I’ve worked in Product Management for years, and for years our battles were ones with well-known, battle weary opponents. The battle lines had been drawn, strategic alliances were made and broken, and weapons were fired (i.e., fingers were pointed) if a product flopped, forecasts weren’t met, or the “biggest prospect ever” walked away.
Sales blamed Marketing, Sales blamed the Product Manager and vice versa, Developers blamed the Requirements Analysts and QA (bad requirements and bad QA people for not catching the bugs prior to launch), and the CEO blamed everybody, but always came back with donuts and cookies for us to enjoy as we licked our collective wounds.
I hate using the whole war/battleground analogy because in the end we’re all on the same team, working toward the same goal. And if your company is in the business of selling products and services, the goal typically boils down to the bottom line – profitability.
Just over a year ago, I embarked on a new path in my Product Management journey. I’m now working as a Product Manager for a company whose underlying technology is semantic web technology. This means we’ve got PhD’s and patent holders with specialties in things like informatics, search engine technology, information retrieval and relevance testing. So in addition to engineers wanting to continually improve the system and its architecture, I’ve now got scientists who want to (and rightly so) continually improve the core technology, the algorithms. Tweak, tweak, tweak. They go to conferences like SIGIR and come back fired up, ready to go. They’re like a new battalion that has shown up on the battlefield and I have to size them up quickly in order to protect my precious project timeline. “Are you friend or foe?”
So I find myself with an interesting dilemma. How do you tell a scientist to think faster, come to a conclusion faster, improve the technology but get it done NOW so we can get the product built and out the door? How do I get the engineers to wrap it up? Is it research or is it a project? I need an answer, and what I keep hearing from all camps is, “It’s both!”

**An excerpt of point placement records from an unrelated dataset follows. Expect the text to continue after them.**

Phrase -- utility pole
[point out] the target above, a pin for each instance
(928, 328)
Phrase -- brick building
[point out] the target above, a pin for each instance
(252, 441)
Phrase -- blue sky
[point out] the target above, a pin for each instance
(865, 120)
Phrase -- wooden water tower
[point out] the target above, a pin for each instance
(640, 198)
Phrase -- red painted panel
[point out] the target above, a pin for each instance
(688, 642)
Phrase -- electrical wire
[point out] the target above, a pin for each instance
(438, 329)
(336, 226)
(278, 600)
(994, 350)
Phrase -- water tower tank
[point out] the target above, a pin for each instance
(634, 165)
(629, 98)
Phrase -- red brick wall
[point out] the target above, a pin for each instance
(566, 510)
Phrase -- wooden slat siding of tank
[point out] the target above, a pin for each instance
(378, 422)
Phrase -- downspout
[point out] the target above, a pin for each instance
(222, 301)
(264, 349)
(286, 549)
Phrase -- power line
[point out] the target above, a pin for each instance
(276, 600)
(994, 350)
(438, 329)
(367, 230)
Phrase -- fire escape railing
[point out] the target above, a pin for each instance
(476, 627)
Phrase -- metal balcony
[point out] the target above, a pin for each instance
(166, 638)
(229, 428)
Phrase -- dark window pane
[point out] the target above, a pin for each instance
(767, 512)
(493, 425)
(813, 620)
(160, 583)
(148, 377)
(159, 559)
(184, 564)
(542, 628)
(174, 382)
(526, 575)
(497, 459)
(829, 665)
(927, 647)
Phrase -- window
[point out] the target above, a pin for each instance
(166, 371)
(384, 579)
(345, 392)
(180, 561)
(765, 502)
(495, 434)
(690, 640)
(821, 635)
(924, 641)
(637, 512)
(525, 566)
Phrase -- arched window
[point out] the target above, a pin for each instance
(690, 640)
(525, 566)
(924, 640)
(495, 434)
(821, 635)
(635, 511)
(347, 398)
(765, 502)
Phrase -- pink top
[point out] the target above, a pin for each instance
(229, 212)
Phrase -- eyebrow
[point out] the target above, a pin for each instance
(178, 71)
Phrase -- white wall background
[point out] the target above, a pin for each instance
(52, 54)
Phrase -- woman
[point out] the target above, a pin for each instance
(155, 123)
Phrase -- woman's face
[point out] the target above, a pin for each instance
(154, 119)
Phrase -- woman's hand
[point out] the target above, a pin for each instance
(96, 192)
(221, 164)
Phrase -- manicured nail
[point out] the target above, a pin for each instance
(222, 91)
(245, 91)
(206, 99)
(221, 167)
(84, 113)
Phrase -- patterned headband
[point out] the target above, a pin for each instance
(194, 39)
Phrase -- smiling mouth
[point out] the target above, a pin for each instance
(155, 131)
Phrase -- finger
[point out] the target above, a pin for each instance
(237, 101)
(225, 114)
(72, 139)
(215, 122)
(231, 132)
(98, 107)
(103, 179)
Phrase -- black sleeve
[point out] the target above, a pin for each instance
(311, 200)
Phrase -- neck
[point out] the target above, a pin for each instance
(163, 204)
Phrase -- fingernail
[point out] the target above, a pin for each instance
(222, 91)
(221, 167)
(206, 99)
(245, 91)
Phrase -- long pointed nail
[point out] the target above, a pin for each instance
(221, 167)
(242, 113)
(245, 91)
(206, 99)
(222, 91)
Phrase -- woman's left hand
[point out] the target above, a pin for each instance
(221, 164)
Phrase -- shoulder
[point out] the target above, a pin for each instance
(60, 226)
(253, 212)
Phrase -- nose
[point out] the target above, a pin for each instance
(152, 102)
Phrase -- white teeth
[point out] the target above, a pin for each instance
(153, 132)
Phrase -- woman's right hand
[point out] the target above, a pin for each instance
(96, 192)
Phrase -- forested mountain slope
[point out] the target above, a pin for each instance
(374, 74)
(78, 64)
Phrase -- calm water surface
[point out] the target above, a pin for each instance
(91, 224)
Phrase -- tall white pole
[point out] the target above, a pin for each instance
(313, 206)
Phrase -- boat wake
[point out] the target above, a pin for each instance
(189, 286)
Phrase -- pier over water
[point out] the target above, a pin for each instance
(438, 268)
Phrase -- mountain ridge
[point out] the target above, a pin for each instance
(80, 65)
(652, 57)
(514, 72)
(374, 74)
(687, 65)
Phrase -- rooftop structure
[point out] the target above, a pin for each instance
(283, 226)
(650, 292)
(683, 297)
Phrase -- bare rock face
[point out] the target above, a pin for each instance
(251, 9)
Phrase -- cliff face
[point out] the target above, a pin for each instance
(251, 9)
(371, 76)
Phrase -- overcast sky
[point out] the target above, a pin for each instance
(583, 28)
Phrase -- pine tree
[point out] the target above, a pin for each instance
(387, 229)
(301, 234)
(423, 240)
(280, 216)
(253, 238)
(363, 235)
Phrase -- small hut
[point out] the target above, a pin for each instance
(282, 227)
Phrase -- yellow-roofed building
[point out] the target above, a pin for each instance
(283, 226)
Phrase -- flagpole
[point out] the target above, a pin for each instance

I can hear you Product Managers and Project Managers saying it now. Just continue with new product development and merge the R&D advancements into the products as they’re ready. I used to say and do that too, and it worked. But that was before I landed in a place where what works for typical Web data doesn’t quite work for patent data, and none of it compares to that elusive Holy Grail called the medical domain. And even tweaks in certain parts of the engineering code can potentially affect relevance and skew the results.
Have I given up on my beloved project schedules, my requirements documents, my product development lifecycle tools? NEVER. I’m a Product Manager at heart. But just like the ever changing world of the semantic web, and the scientists and engineers I interact with daily, I’m tweaking my process as I go.